Which brings to mind listed cancer diagnostics company Pacific Edge (market capitalisation: $41.3 million). Stock Takes understands that Pacific Edge is close to doing the rounds among the institutions to garner support for a capital raising to fund its expansion, which will involve setting up a lab in the United States. Pacific Edge shareholders will also be part of the fundraising mix.

Although Pacific Edge's issue is understood to be small - in the low tens of millions of dollars - it will nevertheless be an interesting litmus test of the market's appetite for risk. It has not been a happy hunting ground for capital raisings over the past few years and the scope for such exercises appears to be narrowing by the day.


The Rugby World Cup (September 9 to October 23) is looming. Then there is the November 26 election, which the Government intends to use as a plebiscite for its partial privatisation plans. The summer months are typically a dead loss for the financial markets, so the window of opportunity for those seeking to raise funds is closing by the day.


Telecom shareholders finally have something to smile about. The company's share price has risen steadily from a 21-month low of $1.98 in mid-April to last week's 21-month high of $2.67.5.

Telecom's fortunes changed as it became the favourite in the Government broadband tender, which it was awarded the bulk of on May 24, ending years of regulatory uncertainty.

And analysts believe the stock will continue to rise - First NZ Capital's Greg Main thinks it will climb to $2.72 and Forsyth Barr's Guy Hallwright said it could reach $2.73.

As part of its broadband contracts, Telecom will now split from its network arm Chorus, which will become a separate public company to roll out fibre internet cable in 24 towns and cities around New Zealand. The split is due to happen over the next year and by then analysts predict Telecom shares could be sitting around $3. Telecom rose 0.5c yesterday to $2.65.


There appears to be no end in sight over the issue of Vital Property Trust's management. Vital, which specialises in owning medical-related properties, is managed by the ANZ unit OnePath, which had proposed to sell the management contract to investors in Vital for $14 million.


Investors balked at the price tag, so OnePath dropped the price to $8 million.

"Unfortunately, we still could not reach agreement with the independent directors on this basis," OnePath director John Body said.

The Shareholders Association has weighed in, saying OnePath should be given a $5.5 million severance payment.


The Guardians of New Zealand Superannuation have appointed Devon Funds Management to manage an active New Zealand equities mandate. The mandate, which includes latitude to invest in Australian equities, is benchmarked against the NZX50 capped index.

Devon Funds Management, which is headed by former Brook Asset Management fund manager Paul Glass, is an Auckland-based investment management business specialising in investing in businesses listed on the Australian and New Zealand share markets. Devon has just over $800 million in funds under management.


Goldman Sachs research confirms the difficult conditions many retailers are enduring.

Analyst Buffy Gill says although recent electronic card transaction data suggests a pick-up in overall sales, more detailed analysis shows this momentum has been driven purely by consumables, hospitality and services whereas apparel and durables have been stagnant.

A late start to winter has also harmed apparel sales and resulted in deeper discounting than normal.

With the exception of Kathmandu, the firm retained an underweight preference for retail based on a total sector return of 10 per cent versus its strategy team's expectations for the New Zealand market of 14 per cent.

Goldman has a buy recommendation for Kathmandu, hold for Hallenstein Glasson and Pumpkin Patch and sell for The Warehouse.

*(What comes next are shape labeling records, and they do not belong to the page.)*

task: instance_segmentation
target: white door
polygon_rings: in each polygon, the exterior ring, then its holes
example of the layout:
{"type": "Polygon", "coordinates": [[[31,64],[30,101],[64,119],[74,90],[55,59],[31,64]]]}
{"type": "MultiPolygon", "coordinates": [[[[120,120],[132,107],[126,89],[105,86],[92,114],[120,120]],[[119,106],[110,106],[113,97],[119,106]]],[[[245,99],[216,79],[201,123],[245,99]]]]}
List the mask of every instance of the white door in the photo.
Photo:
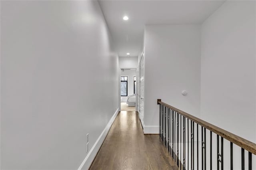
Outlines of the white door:
{"type": "Polygon", "coordinates": [[[136,69],[136,111],[139,113],[140,115],[140,65],[136,69]]]}
{"type": "Polygon", "coordinates": [[[144,53],[140,62],[140,119],[144,128],[144,53]]]}

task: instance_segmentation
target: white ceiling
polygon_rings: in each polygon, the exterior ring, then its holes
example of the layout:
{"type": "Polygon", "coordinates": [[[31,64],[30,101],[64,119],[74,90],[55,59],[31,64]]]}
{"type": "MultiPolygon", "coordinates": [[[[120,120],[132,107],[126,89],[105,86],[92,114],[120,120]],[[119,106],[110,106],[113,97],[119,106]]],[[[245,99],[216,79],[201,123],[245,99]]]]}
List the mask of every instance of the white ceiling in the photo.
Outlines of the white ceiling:
{"type": "Polygon", "coordinates": [[[142,52],[144,26],[202,23],[224,0],[100,0],[119,56],[142,52]],[[123,20],[125,15],[127,21],[123,20]]]}

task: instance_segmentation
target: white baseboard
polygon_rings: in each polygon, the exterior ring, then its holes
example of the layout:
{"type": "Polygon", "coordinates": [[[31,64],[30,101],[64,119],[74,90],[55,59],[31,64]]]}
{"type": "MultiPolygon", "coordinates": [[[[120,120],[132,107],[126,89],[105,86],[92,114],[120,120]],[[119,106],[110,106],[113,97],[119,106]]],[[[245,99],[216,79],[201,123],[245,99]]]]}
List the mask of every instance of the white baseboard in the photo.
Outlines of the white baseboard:
{"type": "Polygon", "coordinates": [[[158,126],[144,126],[144,134],[158,134],[159,130],[158,126]]]}
{"type": "Polygon", "coordinates": [[[107,134],[108,134],[108,131],[109,131],[110,127],[111,127],[111,126],[114,123],[116,116],[117,116],[119,112],[119,108],[118,108],[111,119],[110,119],[110,120],[107,124],[107,125],[102,131],[102,133],[101,133],[101,134],[100,134],[99,138],[98,138],[97,140],[96,140],[96,142],[90,150],[89,153],[88,153],[88,154],[84,158],[84,160],[81,165],[80,165],[80,166],[79,166],[79,168],[78,168],[78,170],[87,170],[89,169],[90,166],[92,163],[92,161],[93,161],[94,158],[96,156],[98,152],[100,150],[100,146],[101,146],[102,144],[103,143],[103,142],[105,140],[105,138],[107,134]]]}

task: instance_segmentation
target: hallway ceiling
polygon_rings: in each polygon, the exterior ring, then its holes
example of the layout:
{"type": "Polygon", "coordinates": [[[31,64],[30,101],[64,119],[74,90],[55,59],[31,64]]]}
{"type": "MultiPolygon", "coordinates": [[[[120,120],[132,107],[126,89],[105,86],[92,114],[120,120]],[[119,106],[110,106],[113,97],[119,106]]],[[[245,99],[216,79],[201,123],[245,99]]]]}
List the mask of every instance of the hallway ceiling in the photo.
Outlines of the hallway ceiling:
{"type": "Polygon", "coordinates": [[[224,0],[100,0],[118,55],[142,52],[146,24],[201,24],[224,0]],[[129,20],[123,17],[127,16],[129,20]]]}

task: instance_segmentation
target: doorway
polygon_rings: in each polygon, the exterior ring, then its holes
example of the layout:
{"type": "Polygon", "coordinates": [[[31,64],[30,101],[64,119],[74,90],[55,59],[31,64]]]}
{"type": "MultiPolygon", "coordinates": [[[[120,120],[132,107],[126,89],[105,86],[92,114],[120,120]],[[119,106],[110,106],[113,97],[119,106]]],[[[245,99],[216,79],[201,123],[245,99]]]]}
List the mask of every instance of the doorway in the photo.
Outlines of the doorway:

The NZX launched its new website - nzx.com - yesterday. The NZX has been working on it for the past eight months following a survey of users. The general tenor of feedback was that people wanted the site to be a bit more interactive and intuitive.

The NZX has added other features like movement of indices, gainers and decliners, and filtering tools so that users can tailor the information more readily to what they want to see.

The NZX has dispensed with its news feed, as most site users who responded to its survey said they looked elsewhere for their news.

Stock Takes' initial impressions: the type face is bigger, which will suit older investors. The graphs are also a vast improvement.